Several companies have worked to offer fruit and vegetable concentrates that contain a well-balanced mixture of phytonutrients, vitamins, minerals, and other bioactive compounds from several fruits and vegetables to consumers. Although numerous studies have been conducted to estimate the effect of the concentrates on human metabolism [21,22,23,24], it remains unclear whether they represent a potentially effective means of reducing the burden of NCDs.
The objective of the present study was to perform a systematic review—according to the PRISMA guidelines [25]—with the aim of assessing the effects of fruit or vegetable concentrate supplementation on select physiological parameters that are considered relevant risk factors for the development of CVDs. The public health consequences of various scenarios of concentrate utilization are also examined in this paper.

2. Materials and Methods

A literature review was performed on the effect of fruit or vegetable concentrates on select physiological outcomes (total cholesterol (TC), low-density lipoprotein (LDL), plasmatic homocysteine (HCY), systolic blood pressure (SBP), body mass index (BMI), and TNF-α). The Preferred Reporting Items for Systematic reviews and Meta-Analyses (PRISMA) [25] was used for guiding the review process. The PRISMA flow-chart is provided in Figure 1.
Table 1 reports the PICOS criteria (participants, interventions, comparisons, outcomes, and study design) used to define the research question.

2.1. Information Sources

Relevant studies were identified through the online databases PubMed, Scopus, Web of Science, and Embase by collecting all available information published until 22 June 2018. We used the three keywords fruits, vegetables, and concentrates, as reported in Table S1 (Supplementary Materials).
Each search string was adapted consistently with specific codification rules for each single database, and the results were limited to the human population. Moreover, we screened reference lists of eligible papers in order to identify further relevant studies.

2.2. Eligibility Criteria

Studies were considered eligible if they enrolled adult participants (≥18 years old) of both sexes with any of these clinical conditions: healthy, hypertension, or metabolic syndrome. Thus, all patients who were defined as healthy, healthy smokers, or healthy nonsmokers were included in the group “healthy”, while all patients who were affected by obesity and/or dyslipidemia were included in the category “metabolic syndrome”. Finally, we separately analyzed patients with hypertension to identify specific effects of fruits/vegetable concentrates on these types of subpopulations.
Relevant studies should test the supplementation with (i) fruits or (ii) vegetables or (iii) fruit and vegetable concentrates. According to the European council directive 2001/112/EC, a concentrate is considered a product that is obtained from fruit or vegetable juice by the physical removal of a specific proportion of the water content [26,27]. There was no limitation in terms of dosage or follow-up duration, whereas only oral intake was considered eligible for the present study.
In addition to that, we only included studies with at least one active treatment and one control condition (placebo treatment or no treatment). One-arm trials and studies without a control comparison were excluded.
Studies were considered eligible if they reported information on the effect of each concentrate on at least TC, LDL, HCY, SBP, BMI, and TNF-α. The full texts were analyzed by two independent reviewers, and articles with sufficient information about at least one outcome of interest were included. No additional information on unpublished data was requested from the authors of the papers.
No specific limitations on the study characteristics were applied: trials with randomized or nonrandomized, controlled, blinded, or nonblinded designs were included. Pilot studies, case reports, case series, one-arm trials, and papers in a language different than English were excluded. No restrictions were applied to the publication date or type of setting.

2.3. Study Selection

Two independent investigators worked in pairs and independently assessed the eligibility of articles following the step-by-step process of the PRISMA flow diagram [25]. If both reviewers considered the study eligible, the full text was obtained, and the investigators extracted the numerical and descriptive information. Any disagreement was discussed and solved through consensus.

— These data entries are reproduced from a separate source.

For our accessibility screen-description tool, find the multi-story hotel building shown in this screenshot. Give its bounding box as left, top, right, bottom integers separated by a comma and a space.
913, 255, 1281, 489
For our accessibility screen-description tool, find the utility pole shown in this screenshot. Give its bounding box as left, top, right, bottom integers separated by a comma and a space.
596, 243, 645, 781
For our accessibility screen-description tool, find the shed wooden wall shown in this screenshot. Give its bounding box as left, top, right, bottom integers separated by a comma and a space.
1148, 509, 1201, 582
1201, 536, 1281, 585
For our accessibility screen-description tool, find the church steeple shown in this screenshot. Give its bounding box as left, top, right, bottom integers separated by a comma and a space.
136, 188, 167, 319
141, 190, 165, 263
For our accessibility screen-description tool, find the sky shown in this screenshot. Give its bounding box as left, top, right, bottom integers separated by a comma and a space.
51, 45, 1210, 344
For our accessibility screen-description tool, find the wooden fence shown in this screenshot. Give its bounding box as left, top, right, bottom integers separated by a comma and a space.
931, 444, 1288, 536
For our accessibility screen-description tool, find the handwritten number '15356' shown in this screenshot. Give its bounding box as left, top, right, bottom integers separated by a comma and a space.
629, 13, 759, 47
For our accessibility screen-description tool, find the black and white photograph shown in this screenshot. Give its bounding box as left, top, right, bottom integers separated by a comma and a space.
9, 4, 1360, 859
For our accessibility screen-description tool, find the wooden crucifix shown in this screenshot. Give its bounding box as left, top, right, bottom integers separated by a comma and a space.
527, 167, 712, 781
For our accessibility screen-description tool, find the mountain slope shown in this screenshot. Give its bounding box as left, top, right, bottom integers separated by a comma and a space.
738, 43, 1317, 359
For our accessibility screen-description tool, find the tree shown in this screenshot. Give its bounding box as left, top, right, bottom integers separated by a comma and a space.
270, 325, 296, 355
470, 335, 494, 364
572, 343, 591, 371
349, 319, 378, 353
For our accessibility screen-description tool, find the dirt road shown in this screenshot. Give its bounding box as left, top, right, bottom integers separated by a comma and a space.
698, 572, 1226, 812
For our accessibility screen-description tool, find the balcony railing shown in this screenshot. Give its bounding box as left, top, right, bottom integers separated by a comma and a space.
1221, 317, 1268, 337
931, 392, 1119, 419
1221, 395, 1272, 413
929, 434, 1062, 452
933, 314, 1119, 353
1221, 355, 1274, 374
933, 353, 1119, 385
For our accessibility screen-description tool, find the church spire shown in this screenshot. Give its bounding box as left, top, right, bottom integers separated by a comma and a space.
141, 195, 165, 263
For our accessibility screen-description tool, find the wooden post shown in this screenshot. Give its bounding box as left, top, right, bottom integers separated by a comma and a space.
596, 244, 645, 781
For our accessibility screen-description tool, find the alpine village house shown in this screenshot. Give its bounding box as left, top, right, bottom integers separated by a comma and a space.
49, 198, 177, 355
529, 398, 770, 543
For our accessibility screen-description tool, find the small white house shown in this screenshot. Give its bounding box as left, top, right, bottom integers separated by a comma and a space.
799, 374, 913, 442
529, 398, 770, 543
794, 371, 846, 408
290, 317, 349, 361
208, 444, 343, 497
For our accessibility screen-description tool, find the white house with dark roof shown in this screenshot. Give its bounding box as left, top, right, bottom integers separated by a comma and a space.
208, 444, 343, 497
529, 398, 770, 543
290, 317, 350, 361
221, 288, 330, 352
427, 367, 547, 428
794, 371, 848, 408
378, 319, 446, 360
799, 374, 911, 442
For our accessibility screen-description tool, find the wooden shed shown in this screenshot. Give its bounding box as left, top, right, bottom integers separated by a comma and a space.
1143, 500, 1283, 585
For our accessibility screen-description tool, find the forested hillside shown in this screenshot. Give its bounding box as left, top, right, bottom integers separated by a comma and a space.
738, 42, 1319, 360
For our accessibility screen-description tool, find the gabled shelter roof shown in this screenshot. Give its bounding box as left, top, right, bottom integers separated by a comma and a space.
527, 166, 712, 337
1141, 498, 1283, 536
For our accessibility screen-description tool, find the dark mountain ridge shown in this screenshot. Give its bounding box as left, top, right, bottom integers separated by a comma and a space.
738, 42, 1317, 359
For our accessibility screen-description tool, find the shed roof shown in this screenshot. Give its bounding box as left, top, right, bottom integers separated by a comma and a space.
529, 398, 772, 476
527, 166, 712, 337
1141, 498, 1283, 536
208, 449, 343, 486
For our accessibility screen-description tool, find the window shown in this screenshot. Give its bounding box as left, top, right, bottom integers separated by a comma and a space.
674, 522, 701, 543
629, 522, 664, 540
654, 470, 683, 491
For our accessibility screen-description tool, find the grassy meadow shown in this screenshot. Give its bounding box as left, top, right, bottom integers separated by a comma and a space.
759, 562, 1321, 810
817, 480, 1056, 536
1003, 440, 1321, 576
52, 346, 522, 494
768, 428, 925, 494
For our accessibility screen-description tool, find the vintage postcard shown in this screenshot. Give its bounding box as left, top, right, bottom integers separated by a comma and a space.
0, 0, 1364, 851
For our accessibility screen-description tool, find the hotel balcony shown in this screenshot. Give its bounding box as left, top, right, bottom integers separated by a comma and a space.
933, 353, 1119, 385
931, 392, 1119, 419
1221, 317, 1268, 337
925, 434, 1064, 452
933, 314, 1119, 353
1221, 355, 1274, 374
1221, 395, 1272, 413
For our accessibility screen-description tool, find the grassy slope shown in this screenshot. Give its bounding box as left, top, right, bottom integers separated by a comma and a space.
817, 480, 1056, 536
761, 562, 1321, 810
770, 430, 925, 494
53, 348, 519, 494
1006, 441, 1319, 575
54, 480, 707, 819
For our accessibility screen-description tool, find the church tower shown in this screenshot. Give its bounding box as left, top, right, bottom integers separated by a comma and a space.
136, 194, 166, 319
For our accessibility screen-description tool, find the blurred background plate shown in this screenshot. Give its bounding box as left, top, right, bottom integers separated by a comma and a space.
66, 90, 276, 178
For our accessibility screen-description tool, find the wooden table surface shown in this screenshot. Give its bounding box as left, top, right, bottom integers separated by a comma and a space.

2.4. Data Collection Process

For each eligible study, we collected information on the publication date, study design, type of population (healthy or unhealthy), age, smoking habits, treatment groups, follow-up duration, and changes in clinical parameters. For each outcome, we extracted data on baseline and follow-up values and/or data on the mean change from baseline. Data can be expressed as numerical and/or graphical information; in this latter case, we extracted results from graphs by using the procedure (adapted) from Guyot et al. [28]. Data extraction was performed in duplicate.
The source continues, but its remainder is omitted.